Example 2 antibody sensitivity detection
Clones 7A5 and 11G1 were selected for ascites production and antibody purification according to the affinity, specificity and neutralization activity results of the supernatant, and the detection method was the same as in the clone-specific screening step of example 1, and the detection antigen was VLP antigen of HPV45 subtype, and the sensitivity of each of antibodies 7A5 and 11G1 was 0.0005. Mu.g/mL, as shown in Table 3.
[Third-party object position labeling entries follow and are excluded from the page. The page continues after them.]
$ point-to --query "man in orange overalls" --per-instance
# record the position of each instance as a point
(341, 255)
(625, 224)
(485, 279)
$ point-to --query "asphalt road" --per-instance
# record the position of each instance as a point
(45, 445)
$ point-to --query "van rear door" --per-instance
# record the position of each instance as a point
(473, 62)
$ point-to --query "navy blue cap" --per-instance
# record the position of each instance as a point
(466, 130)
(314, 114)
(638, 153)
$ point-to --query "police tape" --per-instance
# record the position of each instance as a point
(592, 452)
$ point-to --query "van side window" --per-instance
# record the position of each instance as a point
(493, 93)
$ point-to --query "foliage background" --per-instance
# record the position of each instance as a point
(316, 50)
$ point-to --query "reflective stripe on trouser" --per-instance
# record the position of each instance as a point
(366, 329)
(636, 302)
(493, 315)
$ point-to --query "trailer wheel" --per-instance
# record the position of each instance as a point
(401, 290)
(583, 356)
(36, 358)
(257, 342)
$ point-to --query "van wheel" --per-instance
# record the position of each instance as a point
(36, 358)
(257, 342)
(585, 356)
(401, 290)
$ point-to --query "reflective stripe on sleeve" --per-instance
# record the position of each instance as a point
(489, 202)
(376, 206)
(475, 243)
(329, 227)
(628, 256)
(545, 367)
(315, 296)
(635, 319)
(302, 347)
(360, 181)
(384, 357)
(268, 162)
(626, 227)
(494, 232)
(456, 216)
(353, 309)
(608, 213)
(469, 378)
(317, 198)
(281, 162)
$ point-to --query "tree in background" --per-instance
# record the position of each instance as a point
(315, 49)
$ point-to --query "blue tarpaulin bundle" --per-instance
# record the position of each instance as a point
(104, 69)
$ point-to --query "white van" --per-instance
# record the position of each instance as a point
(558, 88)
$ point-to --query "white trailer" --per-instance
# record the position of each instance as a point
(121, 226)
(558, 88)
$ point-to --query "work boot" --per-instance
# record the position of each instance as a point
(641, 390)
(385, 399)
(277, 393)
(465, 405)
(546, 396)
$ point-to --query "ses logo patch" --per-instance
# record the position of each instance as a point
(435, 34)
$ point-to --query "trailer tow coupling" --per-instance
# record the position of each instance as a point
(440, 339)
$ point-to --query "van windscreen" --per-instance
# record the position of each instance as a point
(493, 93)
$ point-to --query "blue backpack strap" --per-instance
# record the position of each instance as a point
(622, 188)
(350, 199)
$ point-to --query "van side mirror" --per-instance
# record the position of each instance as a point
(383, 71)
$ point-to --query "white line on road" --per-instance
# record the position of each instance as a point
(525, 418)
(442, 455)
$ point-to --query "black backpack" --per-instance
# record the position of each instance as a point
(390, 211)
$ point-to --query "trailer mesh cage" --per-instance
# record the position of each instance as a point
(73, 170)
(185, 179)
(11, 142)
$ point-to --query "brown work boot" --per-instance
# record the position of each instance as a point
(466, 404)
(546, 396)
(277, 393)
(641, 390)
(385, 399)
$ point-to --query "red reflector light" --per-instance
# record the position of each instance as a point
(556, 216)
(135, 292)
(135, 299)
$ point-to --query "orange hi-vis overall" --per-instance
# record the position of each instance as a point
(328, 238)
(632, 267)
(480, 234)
TABLE 3 antibody sensitivity detection
Note that: NC is negative control 5% milk-PBS, positive judgment standard is OD value > 2.1 times NC value, naN is exceeding maximum detection limit.
EXAMPLE 3 identification of antibody type
Subtype identification of antibodies 7A5 and 11G1 was performed using the antibody subtype identification kit, and the detection results are shown in Table 4. Antibody 7A5 is of the IgG1 subtype, the light chain is of the kappa type, 11G1 is of the IgG2a subtype and the light chain is of the kappa type.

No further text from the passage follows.